Anwar checks identity cards and searches many of the vehicles streaming through a series of yellow and white concrete barriers emblazoned with the warning "STOP." Any one of these cars -- or even the drivers -- could be rigged with deadly explosives.
"By the grace of God I am not scared," Anwar insists as he waves over another car for a search. "I know that life and death is in the hands of the almighty. He has already fixed a date for our death, which can come even if we stay at home."
"We have a saying here," he adds. "'If you're going to get hit by a bullet, better to take it in the chest than be shot in the back.'"
Islamabad is a particularly tempting target for the Taliban and its militant allies, according to intelligence intercepts made by the police.

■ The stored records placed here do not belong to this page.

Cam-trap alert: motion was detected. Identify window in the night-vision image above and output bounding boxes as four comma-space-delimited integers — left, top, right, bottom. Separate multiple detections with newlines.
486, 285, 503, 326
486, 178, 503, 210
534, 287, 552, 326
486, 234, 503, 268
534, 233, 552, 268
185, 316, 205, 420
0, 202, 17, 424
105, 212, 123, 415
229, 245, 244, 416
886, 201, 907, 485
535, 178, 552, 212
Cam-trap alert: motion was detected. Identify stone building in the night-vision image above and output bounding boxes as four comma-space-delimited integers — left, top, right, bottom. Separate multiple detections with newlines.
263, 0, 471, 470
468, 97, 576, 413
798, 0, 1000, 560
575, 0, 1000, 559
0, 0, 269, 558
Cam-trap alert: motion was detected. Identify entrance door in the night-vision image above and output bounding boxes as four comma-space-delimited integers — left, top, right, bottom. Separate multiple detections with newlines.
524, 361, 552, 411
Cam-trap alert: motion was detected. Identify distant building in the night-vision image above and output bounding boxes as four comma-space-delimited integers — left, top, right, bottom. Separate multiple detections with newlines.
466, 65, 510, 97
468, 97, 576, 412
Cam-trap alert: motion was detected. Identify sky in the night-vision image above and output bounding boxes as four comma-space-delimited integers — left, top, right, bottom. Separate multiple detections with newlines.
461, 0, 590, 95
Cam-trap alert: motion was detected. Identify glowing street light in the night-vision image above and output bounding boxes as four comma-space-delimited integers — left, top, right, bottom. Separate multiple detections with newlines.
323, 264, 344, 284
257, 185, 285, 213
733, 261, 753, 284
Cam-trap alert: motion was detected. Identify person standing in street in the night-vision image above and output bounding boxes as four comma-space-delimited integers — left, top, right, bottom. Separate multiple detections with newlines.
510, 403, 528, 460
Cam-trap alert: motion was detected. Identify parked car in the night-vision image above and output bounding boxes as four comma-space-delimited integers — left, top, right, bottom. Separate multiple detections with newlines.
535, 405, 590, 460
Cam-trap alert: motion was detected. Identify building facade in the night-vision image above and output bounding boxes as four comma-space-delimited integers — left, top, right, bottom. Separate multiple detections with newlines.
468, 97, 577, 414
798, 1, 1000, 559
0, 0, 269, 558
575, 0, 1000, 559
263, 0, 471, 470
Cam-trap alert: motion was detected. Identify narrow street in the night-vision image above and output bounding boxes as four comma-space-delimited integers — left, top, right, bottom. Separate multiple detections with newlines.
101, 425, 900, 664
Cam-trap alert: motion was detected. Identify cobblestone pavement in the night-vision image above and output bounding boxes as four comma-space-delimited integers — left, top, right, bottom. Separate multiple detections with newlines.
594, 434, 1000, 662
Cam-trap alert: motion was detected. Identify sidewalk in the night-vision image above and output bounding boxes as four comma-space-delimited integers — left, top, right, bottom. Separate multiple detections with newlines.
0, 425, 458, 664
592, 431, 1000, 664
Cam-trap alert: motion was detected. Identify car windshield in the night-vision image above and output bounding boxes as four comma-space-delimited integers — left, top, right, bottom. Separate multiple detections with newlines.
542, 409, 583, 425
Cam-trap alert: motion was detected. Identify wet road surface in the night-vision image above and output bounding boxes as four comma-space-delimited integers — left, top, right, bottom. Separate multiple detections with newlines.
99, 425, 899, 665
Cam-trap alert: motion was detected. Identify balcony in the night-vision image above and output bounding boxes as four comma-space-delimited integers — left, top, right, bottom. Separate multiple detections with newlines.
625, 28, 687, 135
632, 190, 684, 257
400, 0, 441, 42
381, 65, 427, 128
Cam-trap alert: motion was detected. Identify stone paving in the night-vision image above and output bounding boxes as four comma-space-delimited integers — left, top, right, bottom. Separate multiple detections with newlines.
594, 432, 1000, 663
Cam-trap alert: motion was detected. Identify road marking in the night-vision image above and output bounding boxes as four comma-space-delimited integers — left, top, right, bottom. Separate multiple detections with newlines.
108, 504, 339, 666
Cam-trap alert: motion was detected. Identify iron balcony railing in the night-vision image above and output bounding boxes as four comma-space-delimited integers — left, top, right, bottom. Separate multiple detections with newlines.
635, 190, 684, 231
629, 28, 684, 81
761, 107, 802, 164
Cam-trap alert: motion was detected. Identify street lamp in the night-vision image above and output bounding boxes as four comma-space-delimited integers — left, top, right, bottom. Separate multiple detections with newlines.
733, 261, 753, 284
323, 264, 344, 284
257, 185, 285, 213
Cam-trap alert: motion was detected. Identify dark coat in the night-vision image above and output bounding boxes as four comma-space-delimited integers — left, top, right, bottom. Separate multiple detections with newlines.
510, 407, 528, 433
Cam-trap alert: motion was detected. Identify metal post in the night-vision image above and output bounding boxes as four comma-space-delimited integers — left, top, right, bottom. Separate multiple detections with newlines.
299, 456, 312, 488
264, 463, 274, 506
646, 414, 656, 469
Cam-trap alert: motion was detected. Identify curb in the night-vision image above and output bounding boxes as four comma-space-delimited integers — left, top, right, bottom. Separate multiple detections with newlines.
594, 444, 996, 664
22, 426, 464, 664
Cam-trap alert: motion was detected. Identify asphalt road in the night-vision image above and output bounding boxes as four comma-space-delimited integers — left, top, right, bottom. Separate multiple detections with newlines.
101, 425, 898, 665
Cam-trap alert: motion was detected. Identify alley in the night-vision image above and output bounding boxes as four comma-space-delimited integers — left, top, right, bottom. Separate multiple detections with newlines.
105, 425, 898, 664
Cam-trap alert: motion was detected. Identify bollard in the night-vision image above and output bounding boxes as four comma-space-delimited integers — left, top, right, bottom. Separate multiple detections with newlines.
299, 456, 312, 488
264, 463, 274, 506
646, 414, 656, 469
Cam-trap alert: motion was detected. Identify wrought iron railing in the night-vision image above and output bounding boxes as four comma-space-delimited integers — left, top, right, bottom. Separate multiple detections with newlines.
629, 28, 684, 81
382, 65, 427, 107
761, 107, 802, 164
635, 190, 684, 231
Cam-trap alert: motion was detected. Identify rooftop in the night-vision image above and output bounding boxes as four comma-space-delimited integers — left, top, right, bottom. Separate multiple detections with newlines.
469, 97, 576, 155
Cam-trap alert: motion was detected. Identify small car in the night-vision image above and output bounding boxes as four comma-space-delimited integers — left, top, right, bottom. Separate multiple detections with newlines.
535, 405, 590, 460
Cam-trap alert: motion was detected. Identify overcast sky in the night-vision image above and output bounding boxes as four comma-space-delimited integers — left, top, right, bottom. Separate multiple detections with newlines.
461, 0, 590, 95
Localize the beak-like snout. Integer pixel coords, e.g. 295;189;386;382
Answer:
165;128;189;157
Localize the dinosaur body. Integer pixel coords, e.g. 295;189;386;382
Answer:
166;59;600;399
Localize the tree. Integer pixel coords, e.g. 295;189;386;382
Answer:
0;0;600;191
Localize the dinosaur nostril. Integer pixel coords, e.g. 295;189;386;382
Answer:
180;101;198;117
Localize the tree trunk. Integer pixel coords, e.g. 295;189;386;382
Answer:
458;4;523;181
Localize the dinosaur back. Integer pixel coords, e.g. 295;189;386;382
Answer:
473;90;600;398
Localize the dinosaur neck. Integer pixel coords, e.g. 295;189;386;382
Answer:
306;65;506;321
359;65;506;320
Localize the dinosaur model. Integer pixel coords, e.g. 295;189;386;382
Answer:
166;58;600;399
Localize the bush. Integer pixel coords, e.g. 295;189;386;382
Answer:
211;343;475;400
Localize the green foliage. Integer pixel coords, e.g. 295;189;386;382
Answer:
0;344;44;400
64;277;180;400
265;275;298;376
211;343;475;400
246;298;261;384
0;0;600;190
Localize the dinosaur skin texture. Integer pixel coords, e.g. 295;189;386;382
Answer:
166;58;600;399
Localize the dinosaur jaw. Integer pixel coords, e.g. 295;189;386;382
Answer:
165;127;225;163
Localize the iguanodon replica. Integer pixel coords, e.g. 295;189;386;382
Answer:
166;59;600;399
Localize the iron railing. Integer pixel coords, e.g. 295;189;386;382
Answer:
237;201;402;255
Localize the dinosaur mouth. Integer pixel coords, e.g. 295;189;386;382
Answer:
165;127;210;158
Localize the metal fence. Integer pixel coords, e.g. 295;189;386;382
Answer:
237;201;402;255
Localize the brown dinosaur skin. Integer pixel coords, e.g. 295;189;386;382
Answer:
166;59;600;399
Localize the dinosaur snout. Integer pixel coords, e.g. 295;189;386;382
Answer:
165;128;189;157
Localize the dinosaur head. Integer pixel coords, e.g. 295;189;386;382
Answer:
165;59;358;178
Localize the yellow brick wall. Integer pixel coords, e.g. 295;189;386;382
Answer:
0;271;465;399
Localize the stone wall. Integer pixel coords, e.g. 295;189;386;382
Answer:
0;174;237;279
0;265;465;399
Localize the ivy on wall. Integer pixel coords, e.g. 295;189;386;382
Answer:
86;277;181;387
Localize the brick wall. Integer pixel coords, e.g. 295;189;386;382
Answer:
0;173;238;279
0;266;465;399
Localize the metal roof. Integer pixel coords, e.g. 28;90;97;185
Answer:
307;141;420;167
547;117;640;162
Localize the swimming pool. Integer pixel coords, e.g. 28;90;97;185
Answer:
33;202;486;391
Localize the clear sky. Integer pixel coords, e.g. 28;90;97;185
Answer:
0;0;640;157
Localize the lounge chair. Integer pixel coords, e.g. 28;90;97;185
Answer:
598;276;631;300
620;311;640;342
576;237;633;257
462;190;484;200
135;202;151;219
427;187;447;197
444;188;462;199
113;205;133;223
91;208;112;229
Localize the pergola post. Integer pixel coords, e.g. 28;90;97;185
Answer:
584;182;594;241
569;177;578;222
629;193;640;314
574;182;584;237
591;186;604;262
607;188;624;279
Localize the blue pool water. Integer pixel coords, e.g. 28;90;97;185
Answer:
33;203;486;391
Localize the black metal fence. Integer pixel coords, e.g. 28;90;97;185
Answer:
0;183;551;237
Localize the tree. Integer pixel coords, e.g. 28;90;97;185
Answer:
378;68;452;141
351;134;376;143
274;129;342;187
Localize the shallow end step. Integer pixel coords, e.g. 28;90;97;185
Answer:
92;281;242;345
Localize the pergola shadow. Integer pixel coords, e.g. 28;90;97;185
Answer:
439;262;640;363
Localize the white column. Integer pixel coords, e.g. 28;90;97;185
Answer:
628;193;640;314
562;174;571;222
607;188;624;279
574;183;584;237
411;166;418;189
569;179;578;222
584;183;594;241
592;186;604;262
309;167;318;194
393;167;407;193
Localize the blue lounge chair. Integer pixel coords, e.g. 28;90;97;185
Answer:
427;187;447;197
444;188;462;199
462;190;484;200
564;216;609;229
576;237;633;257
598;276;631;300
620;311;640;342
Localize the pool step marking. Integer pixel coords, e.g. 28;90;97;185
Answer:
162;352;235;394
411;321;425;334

"They [the militants] say that killing one person in Islamabad is better than killing 100 or 200 in [the provinces]," said police superintendent Kiani. "The terrorists believe ... that Islamabad is a good target for the impact they want on the government and the public."
At the end of another long shift, Anwar hops on his motorcycle and heads home, with a plastic bag full of his belongings hanging from the bike's chassis.
On the way back, the brightly lit paved roads and leafy villas of Islamabad give way to a muddy, garbage-lined track that winds between the sagging brick houses of one of the lower income communities that surround the Pakistani capital.
Anwar's wife, four daughters and two sons are relieved to see him home.
"Those were the most difficult moments of my life," says his eldest son, Zeeshan, when recalling the suicide bombing that almost killed his father.
Despite the violence, despite the war in Pakistan that is far from over, 22-year-old Zeeshan says he wants to follow in his father's footsteps by enrolling in the police academy.
"If we won't protect the country, then who will?" he asks. "God willing, I too will join the police."